A pesar de la notable carga de salud pública que supone, la migraña sigue siendo una de las afecciones médicas más estigmatizadas, subfinanciadas y poco reconocidas. Muchas personas afectadas por la migraña no pueden acceder o no reciben atención adecuada, incluso en países con alto nivel de ingresos. La falta de investigación, de programas de formación y de servicios clínicos dedicados a la migraña en países de bajos y medianos ingresos es alarmante. Estas son algunas de las razones por las que el Día Mundial del Cerebro 2019, celebrado el pasado 22 de julio, se dedicó a la migraña.

Aunque puede encontrarse fácilmente a través de Internet, transcribimos aquí el ensayo En cama (1968):

«Tres, cuatro, a veces hasta cinco veces por mes me paso el día en cama con dolores de cabeza, insensible al mundo a mi alrededor. Casi todos los días de todos los meses, entre estos ataques, siento una súbita irritación irracional y el flujo de sangre hacia las arterias cerebrales que me anuncian que la migraña está en camino, y tomo ciertas drogas para impedir su llegada.
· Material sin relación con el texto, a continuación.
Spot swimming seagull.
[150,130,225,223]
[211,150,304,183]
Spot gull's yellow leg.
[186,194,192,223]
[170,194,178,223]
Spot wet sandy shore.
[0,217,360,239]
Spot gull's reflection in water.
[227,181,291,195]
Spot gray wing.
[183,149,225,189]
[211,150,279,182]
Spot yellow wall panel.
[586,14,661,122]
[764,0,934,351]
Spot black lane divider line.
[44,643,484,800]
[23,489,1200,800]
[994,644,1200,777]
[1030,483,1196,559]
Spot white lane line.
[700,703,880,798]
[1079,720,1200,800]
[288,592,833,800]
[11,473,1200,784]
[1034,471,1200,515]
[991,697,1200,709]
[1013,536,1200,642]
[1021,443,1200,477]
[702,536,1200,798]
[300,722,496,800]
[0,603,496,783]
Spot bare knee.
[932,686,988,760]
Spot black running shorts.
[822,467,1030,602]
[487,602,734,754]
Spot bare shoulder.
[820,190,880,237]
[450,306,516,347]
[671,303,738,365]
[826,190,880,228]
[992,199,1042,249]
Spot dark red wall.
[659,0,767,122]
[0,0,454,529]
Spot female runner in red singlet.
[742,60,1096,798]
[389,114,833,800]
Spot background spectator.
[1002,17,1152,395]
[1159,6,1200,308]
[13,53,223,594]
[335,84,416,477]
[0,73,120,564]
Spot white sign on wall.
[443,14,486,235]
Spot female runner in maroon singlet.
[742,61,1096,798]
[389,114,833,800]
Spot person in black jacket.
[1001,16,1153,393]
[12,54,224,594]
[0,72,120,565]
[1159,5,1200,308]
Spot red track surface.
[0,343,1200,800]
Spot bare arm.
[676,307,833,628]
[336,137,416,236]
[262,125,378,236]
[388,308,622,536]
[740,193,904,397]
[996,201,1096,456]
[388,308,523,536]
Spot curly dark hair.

Si no tomara estas drogas, sólo sería capaz de funcionar un día de cada cuatro. El error fisiológico llamado migraña es, en síntesis, algo central en mi vida. Cuando tenía 15 o 16, incluso 25 años, pensaba que podía librarme de este error simplemente negándolo, carácter por encima de la química. “¿Sufre migrañas? ¿A veces, con frecuencia, nunca?”, demandaban los formularios de aplicación. “Elija uno”. Atenta a la trampa, deseando lo que fuera que la cumplimentación exitosa de ese formulario particular pudiera traer (un trabajo, una beca, el respeto de la Humanidad y la gracia de Dios), yo elegía una. “A veces”, mentía. El hecho de que pasara uno o dos días por semana casi inconsciente por el dolor parecía un secreto humillante, evidencia no sólo de una inferioridad química sino también de mi mala actitud, mis humores desagradables, mis ideas incorrectas.»
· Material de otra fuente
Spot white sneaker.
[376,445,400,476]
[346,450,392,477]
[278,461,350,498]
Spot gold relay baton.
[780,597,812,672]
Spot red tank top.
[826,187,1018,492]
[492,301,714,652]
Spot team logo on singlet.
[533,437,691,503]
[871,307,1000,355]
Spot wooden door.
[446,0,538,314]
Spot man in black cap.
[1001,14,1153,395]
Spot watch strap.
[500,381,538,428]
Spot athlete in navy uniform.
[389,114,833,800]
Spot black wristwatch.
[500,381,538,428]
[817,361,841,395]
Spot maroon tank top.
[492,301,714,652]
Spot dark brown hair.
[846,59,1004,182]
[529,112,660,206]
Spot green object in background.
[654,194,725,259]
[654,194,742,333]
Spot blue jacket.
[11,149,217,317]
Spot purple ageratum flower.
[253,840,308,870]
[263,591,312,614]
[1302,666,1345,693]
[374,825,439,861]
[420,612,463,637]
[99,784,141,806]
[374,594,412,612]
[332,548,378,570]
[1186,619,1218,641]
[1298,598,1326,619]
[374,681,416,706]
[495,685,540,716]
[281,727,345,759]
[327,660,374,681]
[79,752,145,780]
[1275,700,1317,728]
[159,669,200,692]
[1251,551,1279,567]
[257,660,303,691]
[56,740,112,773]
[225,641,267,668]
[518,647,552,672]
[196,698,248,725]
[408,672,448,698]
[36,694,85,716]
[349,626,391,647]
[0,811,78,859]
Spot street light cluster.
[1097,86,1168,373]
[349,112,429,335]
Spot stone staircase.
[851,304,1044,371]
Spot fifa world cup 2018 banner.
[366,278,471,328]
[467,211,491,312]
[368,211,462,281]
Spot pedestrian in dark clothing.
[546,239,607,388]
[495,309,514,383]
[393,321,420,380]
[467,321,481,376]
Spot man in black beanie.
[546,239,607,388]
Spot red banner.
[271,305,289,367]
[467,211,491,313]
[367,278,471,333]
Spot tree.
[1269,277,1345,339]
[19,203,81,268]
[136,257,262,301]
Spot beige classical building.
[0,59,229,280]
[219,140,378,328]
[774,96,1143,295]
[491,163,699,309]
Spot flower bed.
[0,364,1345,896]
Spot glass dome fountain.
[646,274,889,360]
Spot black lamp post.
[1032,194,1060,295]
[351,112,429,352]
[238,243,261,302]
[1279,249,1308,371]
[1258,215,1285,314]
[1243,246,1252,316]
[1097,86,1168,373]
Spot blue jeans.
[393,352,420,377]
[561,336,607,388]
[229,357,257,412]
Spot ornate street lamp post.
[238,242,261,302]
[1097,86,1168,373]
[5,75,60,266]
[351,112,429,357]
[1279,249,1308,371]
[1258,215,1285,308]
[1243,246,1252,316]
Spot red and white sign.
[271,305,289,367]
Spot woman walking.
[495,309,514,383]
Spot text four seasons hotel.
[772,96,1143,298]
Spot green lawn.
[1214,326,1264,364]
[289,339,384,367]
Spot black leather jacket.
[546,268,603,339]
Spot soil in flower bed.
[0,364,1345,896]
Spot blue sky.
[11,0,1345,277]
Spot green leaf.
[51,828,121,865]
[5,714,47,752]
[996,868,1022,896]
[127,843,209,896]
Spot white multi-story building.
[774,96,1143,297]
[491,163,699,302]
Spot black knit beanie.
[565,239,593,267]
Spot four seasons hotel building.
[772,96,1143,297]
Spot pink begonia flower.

«Porque yo no tenía un tumor cerebral, o problemas de la vista, o presión alta, no tenía nada malo: sólo sufría de migrañas, y las migrañas eran, como sabe todo aquel que no las sufre, imaginarias. Combatí entonces contra las migrañas, ignoré las advertencias que enviaban, fui a la universidad y después a trabajar a pesar de ellas, asistí a charlas sobre inglés medieval y presentaciones a anunciantes con lágrimas involuntarias rodando por el lado derecho de mi cara, vomité en baños, llegaba a casa tropezando por instinto, vaciaba cubiteras de hielo sobre mi cama y trataba de congelar el dolor en mi sien derecha, deseando que un neurocirujano pudiera venir a hacerme una lobotomía a domicilio. Maldecía mi imaginación. Esto fue mucho antes de que empezara a pensar seriamente en aceptar las migrañas por lo que eran: algo con lo que tendría que vivir, igual que otras personas viven con diabetes.»

«Las migrañas son algo más que el capricho de una imaginación neurótica. Son una multiplicidad de síntomas, esencialmente hereditarios, el más frecuente de los cuales (pero en absoluto el más desagradable) es una jaqueca vascular de una severidad cegadora, sufrida por un sorprendente número de mujeres, un buen número de hombres (Thomas Jefferson sufría migrañas, y también Ulysses S. Grant, el día que aceptó la rendición del General Lee) y también por unos pocos niños desafortunados, a veces de sólo dos años de edad. (Yo tuve la primera cuando tenía ocho años. Me llegó durante un ejercicio contra incendios en la Escuela Columbia de Colorado Springs, Colorado. Me llevaron primero a casa y después a la sala de guardia de Peterson Field, donde mi padre estaba destinado. El médico de la Fuerza Aérea me prescribió un enema.) Casi cualquier cosa puede disparar un ataque específico de migraña: stress, alergia, un cambio abrupto en la presión atmosférica, un contratiempo con una multa de tránsito, una luz intermitente, un ejercicio contra incendios. Uno hereda, obviamente, sólo la predisposición. En otras palabras, ayer pasé todo el día en cama con dolor de cabeza no sólo por mi mala actitud, malos humores e ideas incorrectas, sino también porque mis dos abuelas tenían migrañas, mi padre tiene migrañas y mi madre tiene migrañas.»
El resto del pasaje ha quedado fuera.